Tasnin: How is it working with who you work with?

Shanel: I work with editors, producers, and a little bit with writers. It can be tough sometimes dealing with producers. It is a fast-paced environment and there are multiple people putting input into things with different personalities. You’re getting hit with multiple things at a time so it can be hard to help multiple people at the same time. But it taught me a lot of life lessons - usually I’m very quick to react but I’ve learned to have a lot of professional patience and that’s probably important to have at any job.

Tasnin: So what would be your advice for someone in a similar situation with keeping the peace while putting your best foot forward when working with a group at work?

Shanel: It’s really important to remain professional at all times, know that you are there for a job and a purpose, and you’re getting paid for what you are doing. All of the TV jobs are based on who you know, and that editor/producer/director will help take you to the next level, will teach you something you don’t know, will promote you or bring you on their next show. So it is really important to maintain those good relationships. Every job is a networking opportunity for a better opportunity. It is really important to be nice to everybody; you won’t get far not being nice to people and not being kind to people at all!

We go in thinking we know everything and been in school for last 12 years and spent $50,000 on college and think we have all this technical knowledge older people don’t have, but nothing beats experience. That’s the only way you will master something and be good is doing it over and over and over again. People our age have to be willing to listen and learn. We don’t know everything! It’s ok to try our best to learn from our bosses, and eventually we can be better than them at their job in the future.

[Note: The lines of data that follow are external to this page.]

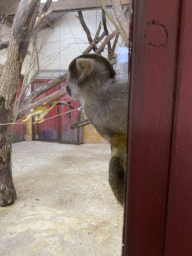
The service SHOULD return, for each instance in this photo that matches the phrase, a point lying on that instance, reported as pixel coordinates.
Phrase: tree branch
(41, 16)
(54, 96)
(4, 44)
(86, 29)
(114, 23)
(107, 39)
(95, 41)
(121, 17)
(107, 33)
(44, 88)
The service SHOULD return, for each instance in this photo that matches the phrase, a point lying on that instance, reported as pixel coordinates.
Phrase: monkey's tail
(25, 120)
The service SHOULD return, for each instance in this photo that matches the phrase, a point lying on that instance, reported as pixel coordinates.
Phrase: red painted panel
(48, 130)
(179, 222)
(67, 135)
(154, 58)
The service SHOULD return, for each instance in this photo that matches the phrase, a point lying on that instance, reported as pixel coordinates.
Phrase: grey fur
(105, 105)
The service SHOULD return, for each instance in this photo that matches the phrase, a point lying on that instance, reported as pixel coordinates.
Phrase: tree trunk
(8, 89)
(9, 82)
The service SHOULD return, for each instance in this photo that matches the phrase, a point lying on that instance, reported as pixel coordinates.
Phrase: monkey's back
(107, 109)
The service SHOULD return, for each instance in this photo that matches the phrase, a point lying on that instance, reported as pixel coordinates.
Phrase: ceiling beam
(9, 7)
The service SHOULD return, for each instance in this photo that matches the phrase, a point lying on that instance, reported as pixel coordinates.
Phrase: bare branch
(107, 39)
(121, 17)
(107, 33)
(45, 7)
(54, 96)
(115, 43)
(36, 27)
(86, 29)
(4, 44)
(95, 41)
(114, 23)
(46, 87)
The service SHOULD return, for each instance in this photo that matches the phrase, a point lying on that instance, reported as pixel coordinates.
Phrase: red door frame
(159, 166)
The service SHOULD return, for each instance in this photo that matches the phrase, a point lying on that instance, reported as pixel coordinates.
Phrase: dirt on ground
(64, 203)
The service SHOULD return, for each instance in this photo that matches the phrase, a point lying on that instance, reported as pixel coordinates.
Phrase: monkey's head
(86, 71)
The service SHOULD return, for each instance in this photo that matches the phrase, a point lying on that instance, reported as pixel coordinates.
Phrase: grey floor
(64, 203)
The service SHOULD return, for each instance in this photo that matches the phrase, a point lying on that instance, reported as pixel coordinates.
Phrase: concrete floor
(64, 203)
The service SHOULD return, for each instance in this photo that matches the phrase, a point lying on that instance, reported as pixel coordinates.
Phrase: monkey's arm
(80, 124)
(35, 112)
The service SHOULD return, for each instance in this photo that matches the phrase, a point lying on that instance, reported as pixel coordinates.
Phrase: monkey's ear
(85, 67)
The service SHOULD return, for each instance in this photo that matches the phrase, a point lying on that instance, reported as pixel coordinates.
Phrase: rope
(48, 117)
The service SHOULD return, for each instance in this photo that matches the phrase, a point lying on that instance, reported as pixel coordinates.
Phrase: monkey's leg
(117, 178)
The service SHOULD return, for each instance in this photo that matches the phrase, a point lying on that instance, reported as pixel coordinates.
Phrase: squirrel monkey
(92, 78)
(40, 112)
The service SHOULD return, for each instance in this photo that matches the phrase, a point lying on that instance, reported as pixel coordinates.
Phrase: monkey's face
(86, 71)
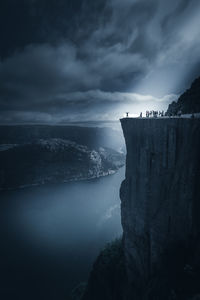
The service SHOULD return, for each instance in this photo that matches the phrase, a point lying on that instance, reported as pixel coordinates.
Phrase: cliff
(160, 194)
(188, 102)
(160, 211)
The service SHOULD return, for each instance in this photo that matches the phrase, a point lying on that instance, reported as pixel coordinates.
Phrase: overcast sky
(67, 60)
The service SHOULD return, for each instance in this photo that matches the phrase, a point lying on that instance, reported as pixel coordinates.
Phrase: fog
(53, 233)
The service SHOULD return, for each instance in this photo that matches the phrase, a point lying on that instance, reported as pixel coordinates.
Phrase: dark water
(50, 235)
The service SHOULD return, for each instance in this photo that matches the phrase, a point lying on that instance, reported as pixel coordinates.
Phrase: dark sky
(70, 60)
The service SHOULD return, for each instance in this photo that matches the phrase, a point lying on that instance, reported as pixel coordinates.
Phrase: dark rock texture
(188, 102)
(108, 277)
(160, 196)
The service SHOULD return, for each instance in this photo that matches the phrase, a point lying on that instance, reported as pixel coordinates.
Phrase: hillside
(188, 102)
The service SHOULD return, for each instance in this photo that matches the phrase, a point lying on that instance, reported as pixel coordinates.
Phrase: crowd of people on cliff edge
(156, 114)
(153, 114)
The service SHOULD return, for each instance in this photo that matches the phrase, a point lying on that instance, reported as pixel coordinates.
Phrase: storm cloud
(65, 61)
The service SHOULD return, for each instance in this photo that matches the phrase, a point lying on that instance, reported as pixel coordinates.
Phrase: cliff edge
(160, 195)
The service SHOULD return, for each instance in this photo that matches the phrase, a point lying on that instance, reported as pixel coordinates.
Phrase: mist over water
(53, 233)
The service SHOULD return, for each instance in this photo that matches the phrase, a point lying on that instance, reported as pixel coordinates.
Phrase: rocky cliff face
(160, 205)
(188, 102)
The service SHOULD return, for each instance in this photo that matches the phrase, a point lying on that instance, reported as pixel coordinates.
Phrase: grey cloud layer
(101, 54)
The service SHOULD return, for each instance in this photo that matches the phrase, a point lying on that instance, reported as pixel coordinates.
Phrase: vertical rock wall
(160, 202)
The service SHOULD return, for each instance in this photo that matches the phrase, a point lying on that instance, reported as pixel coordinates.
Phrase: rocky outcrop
(188, 102)
(160, 195)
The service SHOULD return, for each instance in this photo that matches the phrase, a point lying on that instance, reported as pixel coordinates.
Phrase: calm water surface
(50, 235)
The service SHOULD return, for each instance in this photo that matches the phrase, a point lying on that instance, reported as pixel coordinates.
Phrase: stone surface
(160, 194)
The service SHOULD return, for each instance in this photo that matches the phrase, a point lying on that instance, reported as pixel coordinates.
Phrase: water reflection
(53, 233)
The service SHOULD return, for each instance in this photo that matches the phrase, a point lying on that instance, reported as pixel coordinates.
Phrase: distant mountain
(54, 160)
(92, 137)
(188, 102)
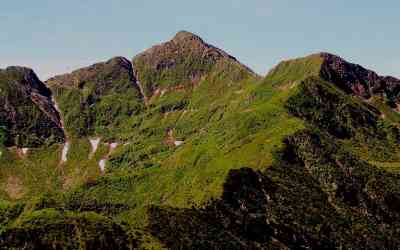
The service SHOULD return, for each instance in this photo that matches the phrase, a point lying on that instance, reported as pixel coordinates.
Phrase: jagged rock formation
(355, 79)
(178, 63)
(97, 97)
(351, 78)
(27, 115)
(213, 157)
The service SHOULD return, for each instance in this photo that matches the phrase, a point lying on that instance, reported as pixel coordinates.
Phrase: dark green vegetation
(211, 156)
(98, 100)
(27, 117)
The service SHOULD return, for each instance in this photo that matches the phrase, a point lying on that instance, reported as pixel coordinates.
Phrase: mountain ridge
(211, 156)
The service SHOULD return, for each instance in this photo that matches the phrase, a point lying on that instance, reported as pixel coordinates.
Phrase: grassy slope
(231, 120)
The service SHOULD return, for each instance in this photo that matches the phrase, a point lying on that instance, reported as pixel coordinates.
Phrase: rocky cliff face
(183, 61)
(97, 97)
(27, 115)
(357, 80)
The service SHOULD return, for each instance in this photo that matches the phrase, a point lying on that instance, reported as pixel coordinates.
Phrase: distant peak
(186, 36)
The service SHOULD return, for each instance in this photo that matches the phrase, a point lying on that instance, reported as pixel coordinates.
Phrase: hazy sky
(57, 36)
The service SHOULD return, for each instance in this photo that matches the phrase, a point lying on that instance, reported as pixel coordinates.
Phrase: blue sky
(55, 36)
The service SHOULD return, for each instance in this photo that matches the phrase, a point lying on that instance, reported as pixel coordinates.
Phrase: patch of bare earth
(14, 187)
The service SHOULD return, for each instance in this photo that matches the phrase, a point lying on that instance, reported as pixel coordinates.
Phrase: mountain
(98, 98)
(27, 115)
(179, 63)
(187, 148)
(351, 78)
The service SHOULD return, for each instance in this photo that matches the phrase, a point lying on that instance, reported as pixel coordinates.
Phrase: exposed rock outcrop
(180, 62)
(358, 80)
(27, 113)
(97, 97)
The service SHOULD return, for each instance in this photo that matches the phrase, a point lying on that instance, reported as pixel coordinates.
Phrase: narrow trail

Tasnin: What’s the next step for you?

Shanel: Next up is probably assistant editor or an associate producer at a mid-level position. But my long-term dream is to become an executive producer. They usually have their own show that they wrote and created. Ultimately, they have a say in every aspect of the show. Something I wish for is more people of color in the industry. Even on this show, 60% of the directors of every episode, which were different, were female which I think is pretty cool.

Tasnin: Any other advice for other twenty somethings?

Shanel: It’s hard when you are in your twenties and you don’t have anything figured out, you’re not making the money you want, or getting opportunities you want. But stay persistent and stay positive. There are so many difficult moments I had at my internship, first job, and even on this job where I’m like “I can’t do this anymore, I can’t work in this field it’s too tough, I don’t have the personality.” So many days I wanted to quit on the spot, but I didn’t. I just moved up by learning from difficult situations and personalities. It is so important to keep pushing and keep that little goal in mind because it really will bring you to where you are meant to eventually be.

Hopefully a few words from a fellow twentysomething climbing her way up the ranks provides you with a little bit of sweet relief and inspiration. Take it from Shanel, and rest assured - you aren’t alone. It’s okay not to have it all figured out, but nonetheless, there is beauty in the process.